Мы шли к воротам. Я рассказывал ему про Прасковью, про недавнюю ночь.
Он рассеянно слушал и вдруг сказал:
- Вот если бы не было страданий у нее, если бы муж ее хорошо
зарабатывал, не бил бы ее, холил... Была бы она, как эта вот хозяйка твоя, -
жирная, заплывшая, со свиным взглядом.
Я, задыхаясь, остановился.
- Уходи! Уходи от меня!.. Я не могу с тобой идти, иди один!
Иринарх очнулся от своих мыслей и с недоумением взглянул на меня.
- Что такое?
- Вон!! Выкидыш засохший!
Я в бешенстве хлопнул на него калиткою, она вышибла его на улицу, и я
задвинул засов.
Нехорошо и глупо. Но уж больно нервы растрепались за последние дни.
Вспомнишь, - опять сжимаются кулаки и охватывает кипящая злоба.
Но не только за Прасковью. Я вслушиваюсь в себя, - да, давно уже в
проповедях Иринарха что-то вызывало во мне растерянную досаду, я не мог себе
опровергнуть у него какого-то неуловимого пункта и растерянность свою
прикрывал разжигаемым презрением к Иринарху.
Довольно вилять перед собою. В одном, самом существенном и важном,
Иринарх прав, - жизнь оправдывается только настоящим, а не будущим. А
теперь, и теперь особенно, - я не знаю и не понимаю, как это возможно.
Пришла Катра. Робкая, застенчивая. Украдкою приглядывается ко мне.
Своим тихим, недомашним голосом сказала с упреком:
- Отчего вы за это время ни разу не зашли ко мне? Ведь вы же понимаете,
мне хочется знать, как Алексей Васильевич.
- Ничего. Совсем по-прежнему.
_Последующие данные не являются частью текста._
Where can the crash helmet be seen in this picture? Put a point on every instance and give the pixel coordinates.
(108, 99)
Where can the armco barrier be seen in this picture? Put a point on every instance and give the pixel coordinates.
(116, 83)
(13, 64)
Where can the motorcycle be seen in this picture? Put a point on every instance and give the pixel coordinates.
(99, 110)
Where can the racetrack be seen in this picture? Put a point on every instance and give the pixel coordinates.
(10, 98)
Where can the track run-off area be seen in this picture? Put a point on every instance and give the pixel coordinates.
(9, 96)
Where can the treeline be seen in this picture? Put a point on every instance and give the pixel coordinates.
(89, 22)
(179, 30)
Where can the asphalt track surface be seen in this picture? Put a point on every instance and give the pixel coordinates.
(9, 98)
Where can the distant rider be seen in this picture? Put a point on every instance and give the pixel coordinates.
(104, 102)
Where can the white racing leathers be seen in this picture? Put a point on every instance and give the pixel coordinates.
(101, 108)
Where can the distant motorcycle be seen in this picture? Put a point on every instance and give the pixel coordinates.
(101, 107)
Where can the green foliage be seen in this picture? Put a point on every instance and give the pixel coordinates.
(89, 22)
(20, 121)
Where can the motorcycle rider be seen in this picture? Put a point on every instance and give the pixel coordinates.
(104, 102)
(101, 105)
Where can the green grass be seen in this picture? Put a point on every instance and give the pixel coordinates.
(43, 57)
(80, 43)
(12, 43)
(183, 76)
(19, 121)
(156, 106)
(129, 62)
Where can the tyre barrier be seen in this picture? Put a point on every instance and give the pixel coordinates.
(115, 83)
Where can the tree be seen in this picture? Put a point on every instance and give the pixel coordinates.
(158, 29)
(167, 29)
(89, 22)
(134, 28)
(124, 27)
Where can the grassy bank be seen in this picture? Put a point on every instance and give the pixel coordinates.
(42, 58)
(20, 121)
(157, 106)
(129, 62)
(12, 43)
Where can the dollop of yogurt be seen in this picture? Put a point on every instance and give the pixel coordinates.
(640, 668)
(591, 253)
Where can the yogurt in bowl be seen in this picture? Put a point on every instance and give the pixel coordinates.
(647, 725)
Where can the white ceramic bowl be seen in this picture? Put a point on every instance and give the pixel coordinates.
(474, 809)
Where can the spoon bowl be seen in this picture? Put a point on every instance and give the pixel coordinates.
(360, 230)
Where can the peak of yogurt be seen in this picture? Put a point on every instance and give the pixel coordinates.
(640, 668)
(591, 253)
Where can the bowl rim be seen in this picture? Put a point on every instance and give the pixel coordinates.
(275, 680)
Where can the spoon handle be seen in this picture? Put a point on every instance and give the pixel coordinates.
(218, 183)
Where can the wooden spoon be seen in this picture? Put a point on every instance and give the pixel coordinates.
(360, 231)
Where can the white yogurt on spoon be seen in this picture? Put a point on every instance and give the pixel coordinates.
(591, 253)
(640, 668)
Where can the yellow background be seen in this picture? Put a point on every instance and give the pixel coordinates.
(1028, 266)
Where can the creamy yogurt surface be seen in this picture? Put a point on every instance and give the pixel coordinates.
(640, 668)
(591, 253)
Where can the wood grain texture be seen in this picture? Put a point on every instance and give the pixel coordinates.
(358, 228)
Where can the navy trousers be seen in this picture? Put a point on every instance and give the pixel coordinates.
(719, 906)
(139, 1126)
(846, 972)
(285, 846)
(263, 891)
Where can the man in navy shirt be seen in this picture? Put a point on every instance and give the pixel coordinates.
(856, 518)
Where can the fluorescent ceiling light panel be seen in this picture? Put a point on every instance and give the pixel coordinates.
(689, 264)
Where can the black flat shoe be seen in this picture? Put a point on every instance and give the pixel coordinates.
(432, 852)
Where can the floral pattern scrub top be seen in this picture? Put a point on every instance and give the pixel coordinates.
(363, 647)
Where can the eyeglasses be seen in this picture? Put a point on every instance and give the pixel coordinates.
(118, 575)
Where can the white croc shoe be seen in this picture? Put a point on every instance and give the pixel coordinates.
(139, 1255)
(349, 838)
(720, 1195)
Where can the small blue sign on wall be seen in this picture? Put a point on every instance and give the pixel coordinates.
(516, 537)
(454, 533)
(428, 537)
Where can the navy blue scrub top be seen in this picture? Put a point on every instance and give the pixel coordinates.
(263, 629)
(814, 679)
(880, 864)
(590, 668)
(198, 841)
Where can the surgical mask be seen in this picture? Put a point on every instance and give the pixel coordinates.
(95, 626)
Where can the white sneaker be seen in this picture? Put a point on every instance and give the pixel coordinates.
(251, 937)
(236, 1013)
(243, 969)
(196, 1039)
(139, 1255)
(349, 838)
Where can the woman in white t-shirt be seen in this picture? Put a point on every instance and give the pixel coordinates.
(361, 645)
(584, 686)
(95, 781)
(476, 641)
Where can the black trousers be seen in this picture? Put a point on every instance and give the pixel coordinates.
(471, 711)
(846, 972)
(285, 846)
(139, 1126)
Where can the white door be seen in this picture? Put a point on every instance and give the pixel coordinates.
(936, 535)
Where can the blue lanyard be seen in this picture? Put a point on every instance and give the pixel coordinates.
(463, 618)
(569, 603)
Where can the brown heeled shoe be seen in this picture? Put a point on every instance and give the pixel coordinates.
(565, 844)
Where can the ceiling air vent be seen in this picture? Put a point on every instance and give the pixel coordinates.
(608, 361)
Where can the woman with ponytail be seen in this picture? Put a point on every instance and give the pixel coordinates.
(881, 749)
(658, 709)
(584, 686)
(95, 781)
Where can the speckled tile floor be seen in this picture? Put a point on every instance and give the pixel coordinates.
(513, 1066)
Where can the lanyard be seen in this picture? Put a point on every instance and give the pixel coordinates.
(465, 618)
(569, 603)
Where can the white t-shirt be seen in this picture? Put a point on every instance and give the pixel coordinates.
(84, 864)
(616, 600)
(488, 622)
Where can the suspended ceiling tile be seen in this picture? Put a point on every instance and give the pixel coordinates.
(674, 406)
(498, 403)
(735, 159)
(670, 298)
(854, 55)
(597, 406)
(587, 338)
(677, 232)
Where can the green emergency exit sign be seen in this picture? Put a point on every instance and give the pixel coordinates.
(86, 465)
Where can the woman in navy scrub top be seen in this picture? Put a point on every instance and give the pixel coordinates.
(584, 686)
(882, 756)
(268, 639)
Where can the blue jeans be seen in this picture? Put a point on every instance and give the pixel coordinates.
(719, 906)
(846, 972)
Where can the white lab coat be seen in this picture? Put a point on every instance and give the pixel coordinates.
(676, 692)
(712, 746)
Ходит на урок.
- Я сейчас с ним встретилась на улице, разговаривала. Вы знаете, у него
в глазах как будто какая-то темная, мертвая вода. И он боится чужих глаз. Он
все равно скоро убьет себя.
Теплым участием звучал ее голос. Но вдруг что-то во мне дрогнуло, -
глубоко в зрачках ее прекрасных глаз, как длинный и холодный слизняк,
проползло выжидающее, осторожно-жадное внимание.
Что такое было, я не знаю. Но не верю я теперь ее участию к Алеше. И
когда она ушла, я злобно погрозил ей вслед кулаком.